あの夢から自力で抜け出せた試しはない。自然な覚醒を待つよりなく、その間はあの痛みが続くのだ。
わめくことも、おかしくなることもできず、ただただひたすら耐え忍ぶのみの、あの時間が。
いつ来るのか分からない。けれど、必ず来ることが分かっている。
いずれ迎える死も、また同じものなのかと私は早くもおびえを抱く羽目になったよ。
いつも見る夢の間隔よりも、幾日か遅れて。
とうとう、その時が私にもやってきてしまう。すぐにわかったよ。
なぜなら、いつも見えるはずの緑色の草原が、視界に入る二本の横線によって三分割され、一歩歩くたびに目を閉じたい衝動に駆られる、激痛を発してくるのだから。

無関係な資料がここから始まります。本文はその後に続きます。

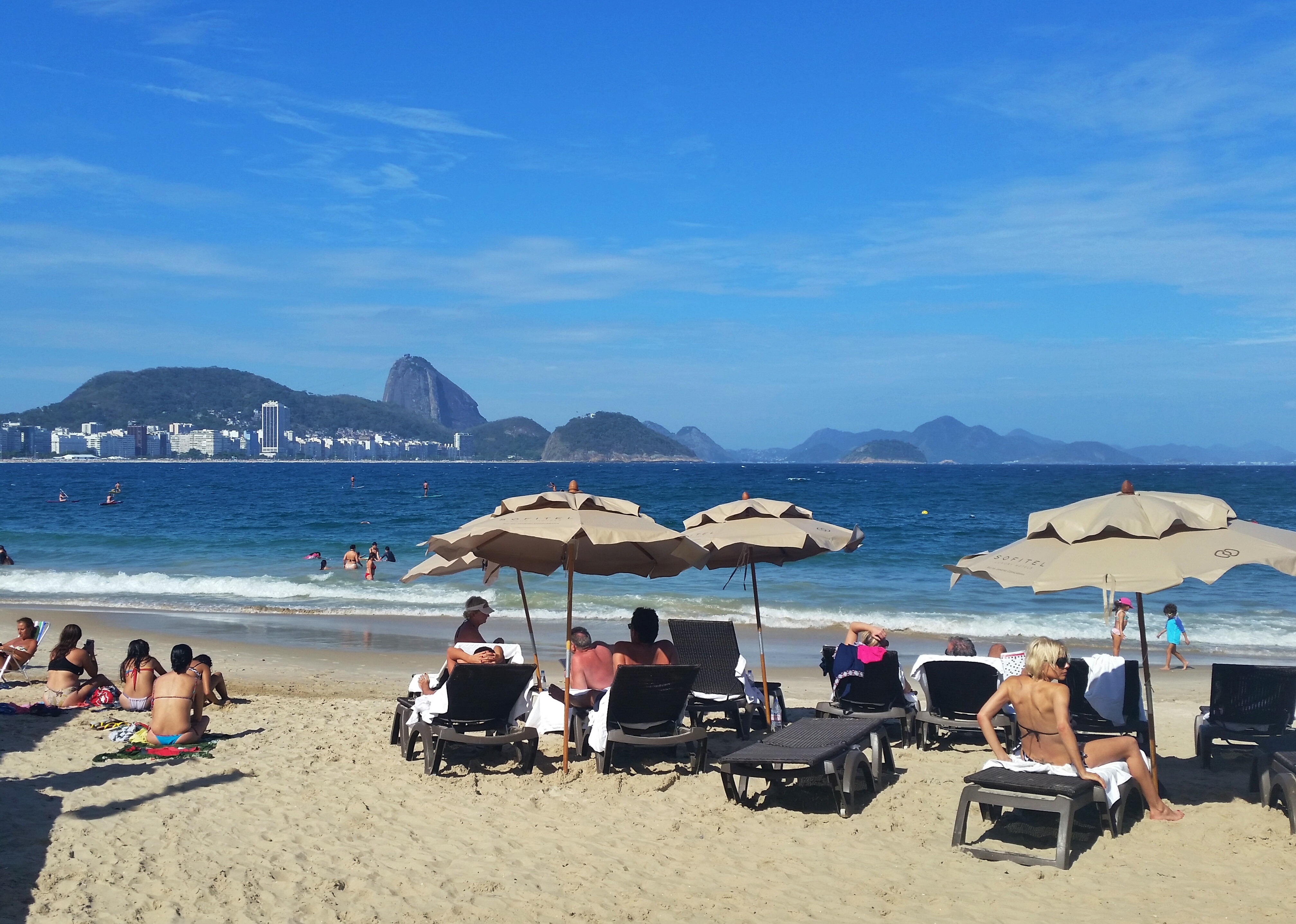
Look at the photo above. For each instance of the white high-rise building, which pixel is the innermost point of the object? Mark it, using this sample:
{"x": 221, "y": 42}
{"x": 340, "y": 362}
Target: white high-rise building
{"x": 274, "y": 421}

他者の視点から見えたわけじゃない。でも、おそらくこの横線たちは糸のようなもの。それが夢の中の私の眼球に押し当てられ、歩みとともに食い込み続けていくんだ。
痛みとは不思議なものだ。
最初こそ飛び上がり、叫びまわりたくて仕方なくなる。そうして逃れられないと分かってくると、次に支配してくるのはしびれとこすり。
内々にある筋肉、神経、臓器……迫りくる侵入者を前に、ひんびんと痛みによる助けを
求めていたのが、縮こまって神妙になっていくんだ。
しかし、抵抗をやめたわけじゃなく。なおも食い込み、開拓を続けんとする者たちへ抗議のしびれを発し続けているんだ。
いつもに増して、何も考えられずに私は歩いたよ。
余計な神経を使えば痛みが増す。自分が壊れないために、痛みを感じないよう、最低限の機能以外はカットする。

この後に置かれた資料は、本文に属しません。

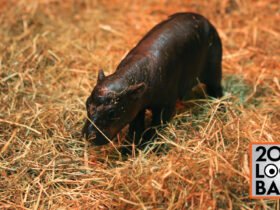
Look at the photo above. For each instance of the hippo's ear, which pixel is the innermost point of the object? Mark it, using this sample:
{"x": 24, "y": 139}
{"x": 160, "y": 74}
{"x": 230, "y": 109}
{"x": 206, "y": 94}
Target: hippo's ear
{"x": 100, "y": 76}
{"x": 136, "y": 91}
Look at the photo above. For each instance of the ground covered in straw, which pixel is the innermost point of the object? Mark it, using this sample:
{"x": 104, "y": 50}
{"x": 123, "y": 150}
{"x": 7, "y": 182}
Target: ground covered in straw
{"x": 50, "y": 52}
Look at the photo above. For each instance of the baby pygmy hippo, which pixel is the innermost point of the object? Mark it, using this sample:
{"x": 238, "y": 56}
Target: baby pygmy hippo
{"x": 162, "y": 68}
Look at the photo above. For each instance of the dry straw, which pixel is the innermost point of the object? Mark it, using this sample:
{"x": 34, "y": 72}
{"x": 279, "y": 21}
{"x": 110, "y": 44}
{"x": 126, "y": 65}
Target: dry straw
{"x": 50, "y": 51}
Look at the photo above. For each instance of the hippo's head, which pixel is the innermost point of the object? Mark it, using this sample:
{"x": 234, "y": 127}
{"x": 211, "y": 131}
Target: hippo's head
{"x": 111, "y": 105}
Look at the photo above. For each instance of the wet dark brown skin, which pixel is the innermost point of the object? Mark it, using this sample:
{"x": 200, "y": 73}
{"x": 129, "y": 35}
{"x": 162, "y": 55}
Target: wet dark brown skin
{"x": 163, "y": 67}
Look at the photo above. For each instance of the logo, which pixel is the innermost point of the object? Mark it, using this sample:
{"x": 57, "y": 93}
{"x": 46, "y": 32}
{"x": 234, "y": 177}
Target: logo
{"x": 265, "y": 170}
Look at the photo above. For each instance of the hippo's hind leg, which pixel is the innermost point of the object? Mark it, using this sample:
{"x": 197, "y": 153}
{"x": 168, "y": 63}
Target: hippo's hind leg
{"x": 212, "y": 74}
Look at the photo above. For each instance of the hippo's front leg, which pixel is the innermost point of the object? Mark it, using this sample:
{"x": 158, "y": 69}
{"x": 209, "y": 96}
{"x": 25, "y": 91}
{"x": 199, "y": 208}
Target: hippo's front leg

ただただ、この苦しい時間が早く終わることだけ……それを信じ、どれだけ歩いたことだろう。
ふと目の前から二本線がぐるりと消えるとともに、私の身体は強制的に背後を向けさせられたよ。あれほど背後を見たいと思っていたのに、いきなりそれがかなうと呆然とするものだ。
そこに立っていたのは、額より上だけがない「私」の姿だった。
サンダル、貫頭衣、体格に至るまで同じ。その目は私をまっすぐ見てきたが、長くは続かない。

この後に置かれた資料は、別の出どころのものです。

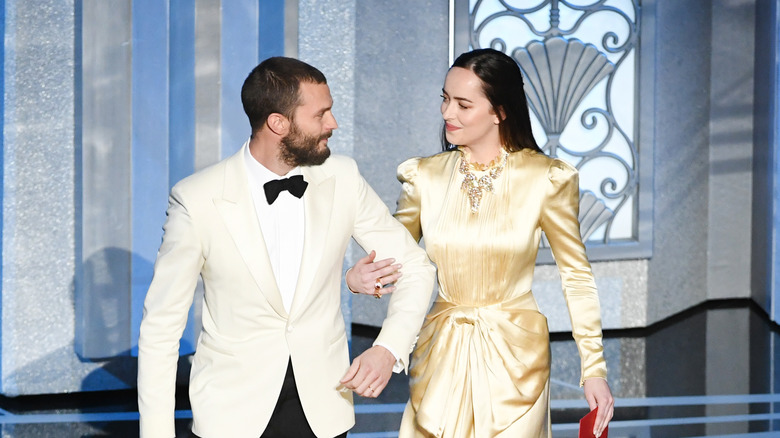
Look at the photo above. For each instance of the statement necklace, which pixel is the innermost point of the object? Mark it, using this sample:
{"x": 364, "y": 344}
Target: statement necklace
{"x": 473, "y": 186}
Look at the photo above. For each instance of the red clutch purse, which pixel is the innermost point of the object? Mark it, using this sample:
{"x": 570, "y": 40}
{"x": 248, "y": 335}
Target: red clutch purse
{"x": 586, "y": 425}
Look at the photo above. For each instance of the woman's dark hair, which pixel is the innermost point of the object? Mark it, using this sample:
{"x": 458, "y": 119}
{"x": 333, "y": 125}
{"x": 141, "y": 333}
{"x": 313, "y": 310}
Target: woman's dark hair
{"x": 273, "y": 87}
{"x": 502, "y": 83}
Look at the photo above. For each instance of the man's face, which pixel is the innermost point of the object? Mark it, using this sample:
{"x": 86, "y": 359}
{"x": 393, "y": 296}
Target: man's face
{"x": 312, "y": 124}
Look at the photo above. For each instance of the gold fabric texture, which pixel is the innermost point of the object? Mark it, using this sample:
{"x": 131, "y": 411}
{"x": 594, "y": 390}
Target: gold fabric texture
{"x": 481, "y": 366}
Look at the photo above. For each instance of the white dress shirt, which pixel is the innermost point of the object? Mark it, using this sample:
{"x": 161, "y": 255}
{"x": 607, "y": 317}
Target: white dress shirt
{"x": 282, "y": 224}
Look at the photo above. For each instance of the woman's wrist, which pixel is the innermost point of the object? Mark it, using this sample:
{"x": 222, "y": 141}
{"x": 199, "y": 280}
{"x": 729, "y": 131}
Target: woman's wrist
{"x": 346, "y": 281}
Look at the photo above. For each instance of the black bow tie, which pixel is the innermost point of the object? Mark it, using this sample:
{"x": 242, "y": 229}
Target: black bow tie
{"x": 294, "y": 184}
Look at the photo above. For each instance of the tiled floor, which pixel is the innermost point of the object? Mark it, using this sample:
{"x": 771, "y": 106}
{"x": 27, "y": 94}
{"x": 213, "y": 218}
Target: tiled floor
{"x": 712, "y": 371}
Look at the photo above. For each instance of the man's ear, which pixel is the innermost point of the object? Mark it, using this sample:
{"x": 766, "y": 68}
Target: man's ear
{"x": 500, "y": 116}
{"x": 278, "y": 124}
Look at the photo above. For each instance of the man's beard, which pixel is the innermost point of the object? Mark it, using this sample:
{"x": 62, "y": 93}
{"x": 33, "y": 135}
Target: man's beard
{"x": 298, "y": 149}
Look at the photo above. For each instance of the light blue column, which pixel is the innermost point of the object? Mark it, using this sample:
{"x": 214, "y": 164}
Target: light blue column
{"x": 240, "y": 37}
{"x": 149, "y": 146}
{"x": 271, "y": 29}
{"x": 765, "y": 263}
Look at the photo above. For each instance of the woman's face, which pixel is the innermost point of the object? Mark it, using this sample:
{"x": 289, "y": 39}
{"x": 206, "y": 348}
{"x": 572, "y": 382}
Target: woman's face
{"x": 469, "y": 118}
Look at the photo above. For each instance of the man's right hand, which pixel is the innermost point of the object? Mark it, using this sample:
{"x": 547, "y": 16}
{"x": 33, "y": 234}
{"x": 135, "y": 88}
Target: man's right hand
{"x": 366, "y": 275}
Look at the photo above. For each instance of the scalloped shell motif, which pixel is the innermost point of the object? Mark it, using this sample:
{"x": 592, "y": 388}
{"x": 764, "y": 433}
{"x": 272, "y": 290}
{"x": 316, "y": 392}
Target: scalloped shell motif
{"x": 559, "y": 74}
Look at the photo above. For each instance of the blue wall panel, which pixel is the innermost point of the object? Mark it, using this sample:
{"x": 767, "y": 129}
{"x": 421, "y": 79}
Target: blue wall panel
{"x": 149, "y": 145}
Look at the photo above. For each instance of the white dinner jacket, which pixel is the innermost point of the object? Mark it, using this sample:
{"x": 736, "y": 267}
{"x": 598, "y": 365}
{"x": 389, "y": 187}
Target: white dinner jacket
{"x": 212, "y": 231}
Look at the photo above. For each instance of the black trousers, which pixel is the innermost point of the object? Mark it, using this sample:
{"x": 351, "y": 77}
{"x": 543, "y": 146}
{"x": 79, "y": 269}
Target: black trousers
{"x": 288, "y": 419}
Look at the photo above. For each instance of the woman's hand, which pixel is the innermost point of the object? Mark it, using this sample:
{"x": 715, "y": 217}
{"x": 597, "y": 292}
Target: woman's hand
{"x": 597, "y": 393}
{"x": 373, "y": 278}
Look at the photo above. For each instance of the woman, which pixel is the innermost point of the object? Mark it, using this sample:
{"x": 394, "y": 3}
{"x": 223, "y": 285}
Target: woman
{"x": 481, "y": 367}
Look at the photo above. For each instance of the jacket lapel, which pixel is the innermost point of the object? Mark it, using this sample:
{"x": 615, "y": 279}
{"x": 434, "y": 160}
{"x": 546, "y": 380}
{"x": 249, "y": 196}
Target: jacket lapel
{"x": 318, "y": 209}
{"x": 238, "y": 212}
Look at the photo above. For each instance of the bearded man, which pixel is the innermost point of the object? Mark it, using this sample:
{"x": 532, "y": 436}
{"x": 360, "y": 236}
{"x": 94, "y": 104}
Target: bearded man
{"x": 267, "y": 230}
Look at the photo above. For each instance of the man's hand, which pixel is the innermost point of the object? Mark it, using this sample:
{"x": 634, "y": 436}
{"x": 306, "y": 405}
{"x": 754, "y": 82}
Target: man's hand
{"x": 370, "y": 372}
{"x": 597, "y": 393}
{"x": 364, "y": 276}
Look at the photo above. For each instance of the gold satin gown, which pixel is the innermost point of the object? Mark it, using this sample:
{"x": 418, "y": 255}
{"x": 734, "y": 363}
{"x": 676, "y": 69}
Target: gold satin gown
{"x": 481, "y": 367}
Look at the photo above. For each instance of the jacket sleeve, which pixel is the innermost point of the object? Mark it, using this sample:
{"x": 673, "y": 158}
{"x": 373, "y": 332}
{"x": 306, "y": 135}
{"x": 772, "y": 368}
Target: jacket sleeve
{"x": 166, "y": 306}
{"x": 375, "y": 229}
{"x": 560, "y": 224}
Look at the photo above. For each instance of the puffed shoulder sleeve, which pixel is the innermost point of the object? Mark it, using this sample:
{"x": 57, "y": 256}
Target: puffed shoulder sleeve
{"x": 408, "y": 208}
{"x": 562, "y": 228}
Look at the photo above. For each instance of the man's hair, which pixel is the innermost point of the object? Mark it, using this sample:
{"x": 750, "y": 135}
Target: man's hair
{"x": 273, "y": 87}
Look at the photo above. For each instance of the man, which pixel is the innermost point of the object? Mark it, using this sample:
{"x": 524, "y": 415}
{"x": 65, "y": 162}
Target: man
{"x": 267, "y": 230}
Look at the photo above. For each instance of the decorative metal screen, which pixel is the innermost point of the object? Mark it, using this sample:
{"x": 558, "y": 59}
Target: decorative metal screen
{"x": 580, "y": 61}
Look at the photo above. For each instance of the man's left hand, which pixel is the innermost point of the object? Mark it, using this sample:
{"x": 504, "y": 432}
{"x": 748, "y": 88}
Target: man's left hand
{"x": 370, "y": 372}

そいつもまた、ぐるりとこちらへ背を向けて、草原のかなたへ歩き出してしまったんだ。それを見送ってほどなく私もまた目が覚めたんだよ。
今回もまた、あれほど痛んだにもかかわらず、目には何も異状は見られなかった。
それ以降、あの草原を歩く夢は見ていない。
あれは夢に見せかけて、何者かが私の姿のデータを取ろうとしていたのかもしれないね。でも、目までいって何かしらのトラブルでも見つかったのだろうか。
もし、君も夢の中で目より上がない人が出てくるとしたら、その私のコピーかもしれないな。まあ、気をつけといてくれ。